# Akron Hunting & Fishing Show



## FlyFisher (May 14, 2004)

* The Akron Sportsman's Hunting And Fishing Super Show and Sale 

2-5-2010 thru 2-7-2010

* Promoter

*FFR Promotions

* Description*****

*Features more than 100 exhibitors.* Live trout pond, giveaways, club raffles, seminars and demonstrations.

* Hours

*Friday from 3pm - 8pm***** Saturday from 10am - 7pm***** Sunday from 10am - 4pm

* Admission

*$6.00 per person**** *Children under 12 are free****** *$1 parking fee******

* Location

*Arena Complex on the Fairgrounds.* Use the Entrance off of North Avenue (aka Route 91), just 1/4 mile north of the Howe Road and North Avenue intersection

* Contact

*330-544-8951

*

*


----------



## steelheadBob (Jul 6, 2004)

that was soooooooo not worth the 6 bucks and the $1 parking!!!!!! There was maybe 25 booths with about 15 with someone or something in it!!!!!


----------



## FlyFisher (May 14, 2004)

I agree. What a waste of time and money. I wonder if the low exhibitor turn out had anything to do with friday and saturday's winter storm?


----------



## Cull'in (Nov 21, 2005)

In all honesty this particular show has been terrible since it's inception at the fairgrounds.


----------



## ssv1761982 (Jun 2, 2004)

Will it be any better this year?


----------



## c. j. stone (Sep 24, 2006)

I always go and like them. The older I get, the more intimidating I find the Big Box Shows-60% of what they have is not of interest to me(I really don't think I'll ever get to an African Safari, or the Artic Circle for polar bear or caribou!). Always feel much more comfortable at the smaller local shows, and know many of the exhibitors.


----------



## Portage Lakes Bait & Tack (Jul 13, 2011)

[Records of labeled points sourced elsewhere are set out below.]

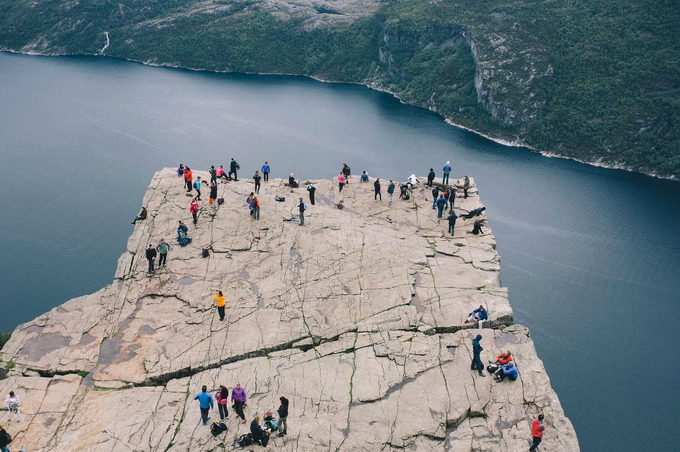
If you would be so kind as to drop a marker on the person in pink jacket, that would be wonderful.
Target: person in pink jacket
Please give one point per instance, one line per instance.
(193, 210)
(341, 181)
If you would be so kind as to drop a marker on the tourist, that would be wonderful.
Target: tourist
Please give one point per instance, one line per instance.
(441, 203)
(346, 172)
(537, 432)
(233, 167)
(141, 215)
(255, 203)
(151, 257)
(292, 182)
(341, 181)
(390, 191)
(239, 397)
(283, 416)
(507, 370)
(188, 177)
(213, 193)
(220, 173)
(478, 314)
(193, 210)
(5, 439)
(163, 247)
(259, 434)
(222, 397)
(257, 178)
(452, 221)
(13, 406)
(364, 177)
(219, 301)
(205, 403)
(265, 171)
(197, 187)
(447, 171)
(302, 208)
(311, 189)
(430, 177)
(476, 358)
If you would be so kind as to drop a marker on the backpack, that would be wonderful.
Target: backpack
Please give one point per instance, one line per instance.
(217, 427)
(245, 440)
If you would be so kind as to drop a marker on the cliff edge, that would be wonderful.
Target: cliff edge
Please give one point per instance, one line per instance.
(357, 318)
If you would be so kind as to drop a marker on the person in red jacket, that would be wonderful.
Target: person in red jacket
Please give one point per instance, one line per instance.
(537, 432)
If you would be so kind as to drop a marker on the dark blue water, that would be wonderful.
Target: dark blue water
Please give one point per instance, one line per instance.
(591, 256)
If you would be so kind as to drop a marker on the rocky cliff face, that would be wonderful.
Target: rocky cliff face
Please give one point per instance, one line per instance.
(357, 317)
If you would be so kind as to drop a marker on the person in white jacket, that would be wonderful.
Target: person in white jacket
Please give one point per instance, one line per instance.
(13, 405)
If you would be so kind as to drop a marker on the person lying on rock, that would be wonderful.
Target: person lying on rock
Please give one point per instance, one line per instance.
(507, 370)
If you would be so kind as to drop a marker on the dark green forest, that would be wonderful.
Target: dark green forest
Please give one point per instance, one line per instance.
(594, 80)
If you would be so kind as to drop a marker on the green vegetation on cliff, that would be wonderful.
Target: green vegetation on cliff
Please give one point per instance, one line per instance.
(594, 80)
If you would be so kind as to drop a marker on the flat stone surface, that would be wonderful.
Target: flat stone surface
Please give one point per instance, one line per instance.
(357, 317)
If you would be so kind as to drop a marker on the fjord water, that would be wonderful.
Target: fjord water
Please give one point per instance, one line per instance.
(591, 256)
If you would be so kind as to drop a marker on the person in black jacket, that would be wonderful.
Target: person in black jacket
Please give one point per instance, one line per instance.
(283, 416)
(151, 255)
(259, 434)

*We had a great show at the Hunting and fishing show at the Summit County Fairgrounds this year. We have huge plans for next years show. I gave 3 Bass seminars over the weekend along with my friend Carl Bachtel (Big Daddy).Met plenty of new friends, and visited with allot of the older ones. Very inexpensive compared to the IX Center.I will be at Niles Show giving seminars on March 2nd, 3rd and 4th.*


----------



## joerugz (Feb 28, 2007)

I would like to have attended, but I choose to be in the woods during hunting season. I also like the smaller shows but the outdoors keep calling me! Late season bow is usually the best time to be out....but not this year. I did see 9 from stand yesterday. To bad we have no ice. I don't know what I'll do for the next month or so.


----------



## dre (Aug 14, 2009)

Hey Ron,

It's Matt. I shared a booth with you at the IX Center show. I am glad to hear you guys have a show at the Summit County Fairgrounds! Keep it up! And I told you, Jared and I are going to make it it up there to fish this spring for sure.

Take care man,

Matt



Portage Lakes Bait & Tack said:


> *We had a great show at the Hunting and fishing show at the Summit County Fairgrounds this year. We have huge plans for next years show. I gave 3 Bass seminars over the weekend along with my friend Carl Bachtel (Big Daddy).Met plenty of new friends, and visited with allot of the older ones. Very inexpensive compared to the IX Center.I will be at Niles Show giving seminars on March 2nd, 3rd and 4th.*


----------